メスシカさんちゃんときゅうちゃんの7時間移動ルート
図7 メスシカのさんちゃん(実線)と、きゅうちゃん(破線)の7時間の移動ルート


八木アンテナで電波の方向を探っている様子
写真5 八木アンテナで電波の方向を探っている様子

△このページのトップへ戻る

総合考察

 屋久島西部の自然林ではシカが高密度に生息しているにも関わらず、この15年の間、著しい植生の改変が起きていなかった。そして、樹木の死亡数と更新数もつりあっていた。このことはシカの採食や角とぎによって森のバランスが崩されていなかったことを示唆している。その理由として、稚樹の採食や角とぎやなど、森林に対して悪影響を及ぼす行動が他地域より少ない可能性が考えられた。
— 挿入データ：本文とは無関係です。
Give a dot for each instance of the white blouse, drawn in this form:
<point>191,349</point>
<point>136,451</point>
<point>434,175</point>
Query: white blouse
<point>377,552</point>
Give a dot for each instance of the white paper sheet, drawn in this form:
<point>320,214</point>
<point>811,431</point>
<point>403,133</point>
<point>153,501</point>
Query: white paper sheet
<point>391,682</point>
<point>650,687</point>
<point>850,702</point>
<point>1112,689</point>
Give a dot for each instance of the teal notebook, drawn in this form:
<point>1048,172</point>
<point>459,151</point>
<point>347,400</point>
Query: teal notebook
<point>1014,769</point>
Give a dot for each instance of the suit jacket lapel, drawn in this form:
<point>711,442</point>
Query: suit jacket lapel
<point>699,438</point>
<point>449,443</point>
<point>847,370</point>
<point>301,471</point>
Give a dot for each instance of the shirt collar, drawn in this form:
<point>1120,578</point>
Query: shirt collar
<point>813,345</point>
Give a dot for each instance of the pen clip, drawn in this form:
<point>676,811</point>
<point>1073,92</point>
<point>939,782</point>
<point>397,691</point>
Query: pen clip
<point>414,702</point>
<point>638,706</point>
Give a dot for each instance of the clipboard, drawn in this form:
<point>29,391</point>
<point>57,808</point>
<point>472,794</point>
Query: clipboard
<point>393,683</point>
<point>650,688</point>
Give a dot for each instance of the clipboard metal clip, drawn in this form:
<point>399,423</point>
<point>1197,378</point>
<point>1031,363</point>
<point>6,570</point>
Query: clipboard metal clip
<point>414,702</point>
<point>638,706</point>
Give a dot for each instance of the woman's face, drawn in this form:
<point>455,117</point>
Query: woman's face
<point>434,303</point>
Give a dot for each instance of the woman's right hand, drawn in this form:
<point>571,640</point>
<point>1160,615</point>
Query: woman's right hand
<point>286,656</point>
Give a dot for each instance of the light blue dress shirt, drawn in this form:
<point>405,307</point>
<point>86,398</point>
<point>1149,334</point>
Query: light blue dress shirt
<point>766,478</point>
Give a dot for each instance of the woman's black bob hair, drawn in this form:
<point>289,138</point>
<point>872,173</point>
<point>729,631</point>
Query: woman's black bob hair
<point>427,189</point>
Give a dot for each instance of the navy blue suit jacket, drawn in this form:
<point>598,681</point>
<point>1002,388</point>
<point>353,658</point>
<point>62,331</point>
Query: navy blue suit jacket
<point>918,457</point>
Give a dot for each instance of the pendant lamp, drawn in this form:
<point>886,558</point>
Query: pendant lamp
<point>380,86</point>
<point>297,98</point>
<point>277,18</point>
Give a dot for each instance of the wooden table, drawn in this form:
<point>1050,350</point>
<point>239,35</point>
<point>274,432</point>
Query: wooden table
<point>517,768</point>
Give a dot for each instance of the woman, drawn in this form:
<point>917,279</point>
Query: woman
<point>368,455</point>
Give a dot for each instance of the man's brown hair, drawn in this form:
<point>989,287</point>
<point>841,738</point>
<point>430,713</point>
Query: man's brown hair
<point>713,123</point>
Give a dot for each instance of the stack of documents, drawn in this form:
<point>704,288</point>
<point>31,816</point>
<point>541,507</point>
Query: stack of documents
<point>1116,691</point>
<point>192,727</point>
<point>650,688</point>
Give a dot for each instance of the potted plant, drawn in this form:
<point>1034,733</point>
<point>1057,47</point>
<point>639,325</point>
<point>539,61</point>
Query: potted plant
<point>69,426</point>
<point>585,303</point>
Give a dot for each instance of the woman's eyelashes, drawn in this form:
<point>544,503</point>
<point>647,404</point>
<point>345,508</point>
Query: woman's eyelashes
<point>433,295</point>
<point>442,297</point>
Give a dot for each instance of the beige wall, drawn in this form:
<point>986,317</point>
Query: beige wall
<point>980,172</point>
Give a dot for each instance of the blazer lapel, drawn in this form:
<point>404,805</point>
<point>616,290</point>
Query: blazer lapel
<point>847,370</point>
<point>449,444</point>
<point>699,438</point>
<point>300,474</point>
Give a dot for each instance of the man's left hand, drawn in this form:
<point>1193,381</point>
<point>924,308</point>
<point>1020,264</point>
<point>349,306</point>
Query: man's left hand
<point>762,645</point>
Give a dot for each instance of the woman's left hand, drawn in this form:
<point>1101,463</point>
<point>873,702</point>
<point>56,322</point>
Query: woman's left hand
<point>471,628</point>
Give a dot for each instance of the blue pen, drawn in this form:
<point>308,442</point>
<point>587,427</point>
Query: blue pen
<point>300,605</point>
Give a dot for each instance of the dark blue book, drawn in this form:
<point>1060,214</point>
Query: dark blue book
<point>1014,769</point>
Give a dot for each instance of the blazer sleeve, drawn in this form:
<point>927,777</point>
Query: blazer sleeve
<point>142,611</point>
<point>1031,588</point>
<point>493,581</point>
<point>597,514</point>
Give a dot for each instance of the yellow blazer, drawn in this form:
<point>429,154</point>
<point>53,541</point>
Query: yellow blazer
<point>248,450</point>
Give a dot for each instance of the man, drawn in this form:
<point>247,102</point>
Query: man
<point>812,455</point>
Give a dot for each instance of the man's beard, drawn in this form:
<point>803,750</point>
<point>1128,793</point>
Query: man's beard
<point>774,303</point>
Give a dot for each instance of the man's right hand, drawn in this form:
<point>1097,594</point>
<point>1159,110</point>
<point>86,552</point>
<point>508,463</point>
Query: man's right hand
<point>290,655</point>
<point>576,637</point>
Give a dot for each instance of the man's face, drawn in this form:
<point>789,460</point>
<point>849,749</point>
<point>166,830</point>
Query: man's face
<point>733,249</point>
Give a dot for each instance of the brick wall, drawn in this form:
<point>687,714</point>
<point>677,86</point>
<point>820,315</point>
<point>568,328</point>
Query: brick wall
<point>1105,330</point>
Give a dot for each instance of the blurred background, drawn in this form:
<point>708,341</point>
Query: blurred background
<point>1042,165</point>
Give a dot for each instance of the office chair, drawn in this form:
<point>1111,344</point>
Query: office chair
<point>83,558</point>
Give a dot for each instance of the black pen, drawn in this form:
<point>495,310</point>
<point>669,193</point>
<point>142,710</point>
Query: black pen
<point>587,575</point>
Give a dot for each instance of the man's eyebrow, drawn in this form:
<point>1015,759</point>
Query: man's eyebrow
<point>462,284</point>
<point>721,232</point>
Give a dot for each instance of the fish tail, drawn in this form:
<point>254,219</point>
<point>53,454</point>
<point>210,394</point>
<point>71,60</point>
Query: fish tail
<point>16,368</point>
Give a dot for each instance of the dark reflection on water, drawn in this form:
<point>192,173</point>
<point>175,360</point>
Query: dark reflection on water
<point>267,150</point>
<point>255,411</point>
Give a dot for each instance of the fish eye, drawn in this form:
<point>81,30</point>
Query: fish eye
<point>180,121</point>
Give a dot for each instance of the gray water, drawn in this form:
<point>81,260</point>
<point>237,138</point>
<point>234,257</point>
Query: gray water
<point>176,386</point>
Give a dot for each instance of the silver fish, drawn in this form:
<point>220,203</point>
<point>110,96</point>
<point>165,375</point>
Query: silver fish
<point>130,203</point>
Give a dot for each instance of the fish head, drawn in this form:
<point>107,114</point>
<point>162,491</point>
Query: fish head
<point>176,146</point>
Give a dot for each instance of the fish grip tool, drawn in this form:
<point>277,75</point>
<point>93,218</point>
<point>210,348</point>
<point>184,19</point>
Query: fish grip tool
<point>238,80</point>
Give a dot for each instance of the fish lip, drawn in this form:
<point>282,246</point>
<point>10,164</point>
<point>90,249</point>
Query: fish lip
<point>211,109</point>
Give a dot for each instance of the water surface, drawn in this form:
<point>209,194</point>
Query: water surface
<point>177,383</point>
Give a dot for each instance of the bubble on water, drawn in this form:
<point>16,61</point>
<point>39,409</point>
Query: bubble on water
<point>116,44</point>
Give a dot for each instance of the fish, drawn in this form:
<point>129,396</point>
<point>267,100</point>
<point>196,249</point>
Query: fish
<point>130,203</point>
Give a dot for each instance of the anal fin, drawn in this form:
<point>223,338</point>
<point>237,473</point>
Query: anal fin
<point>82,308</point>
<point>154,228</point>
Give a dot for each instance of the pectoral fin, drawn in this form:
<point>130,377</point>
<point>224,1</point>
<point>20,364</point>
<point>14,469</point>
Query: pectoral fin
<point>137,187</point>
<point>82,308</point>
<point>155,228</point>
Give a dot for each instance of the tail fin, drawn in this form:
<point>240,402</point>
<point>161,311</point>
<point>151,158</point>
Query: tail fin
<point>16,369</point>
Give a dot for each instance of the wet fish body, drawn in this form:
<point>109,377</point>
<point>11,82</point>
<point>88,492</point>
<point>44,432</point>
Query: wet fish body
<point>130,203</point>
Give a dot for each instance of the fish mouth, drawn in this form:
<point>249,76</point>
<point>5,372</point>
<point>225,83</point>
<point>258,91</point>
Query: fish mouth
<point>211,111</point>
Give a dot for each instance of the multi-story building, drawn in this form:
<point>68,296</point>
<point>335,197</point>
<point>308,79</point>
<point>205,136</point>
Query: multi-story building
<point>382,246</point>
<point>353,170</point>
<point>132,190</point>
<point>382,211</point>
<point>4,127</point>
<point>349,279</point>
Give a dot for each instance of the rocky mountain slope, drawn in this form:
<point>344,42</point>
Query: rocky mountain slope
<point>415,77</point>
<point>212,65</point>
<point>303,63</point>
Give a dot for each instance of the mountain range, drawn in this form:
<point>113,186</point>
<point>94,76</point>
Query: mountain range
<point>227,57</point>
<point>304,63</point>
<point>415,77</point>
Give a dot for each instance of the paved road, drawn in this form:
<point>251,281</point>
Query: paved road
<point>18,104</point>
シカの行動観察から、シカは林床に「落ちていたもの:リター」を多く食べ、植物の生きた部分をあまり食べていなかった。また、角研ぎをされていた木の割合も他のシカ高密度地域よりは少ないようで、しかも発見できた傷はすべて古いものばかりだった。このためシカによる植生への悪影響が低く抑えられていたと考えられる。
 シカの行動観察中に、近くに来ていたサルが木の上から落とした果実をシカが採食しているのが見られた。シカの植生への影響が低いのは、サルが木の上にある質の高い食物をシカに供給しているからかもしれない。しかし、宮城県の金華山にはシカとサルが高密度で生息しているが、シカによる著しい植生改変が報告されている。このことから、サルがいたからといって必ずしも植生への影響が緩和されるわけではないのかもしれない。
 自然林(西部林道)と植林地帯(一湊林道)ではシカの生息密度が大きく異なっていた。植林地では植林後20年もすると動物にとっての食物生産性が非常に低下することが解っている。一湊林道周辺のスギ植林は30〜40年生のものが多かったので、そこでは食物生産性がかなり低下していたと推測できる。シカの生息密度が低かったのはその影響によるものと言えるかもしれない。ただし、一湊林道周辺ではスギが植林される前からシカが少なかった可能性、植林とは別の理由でシカが少なくなった可能性もある。従って、シカ密度の異なる様々な地域の特徴を調査し、シカ密度と環境の関係を明らかにしていく必要がある。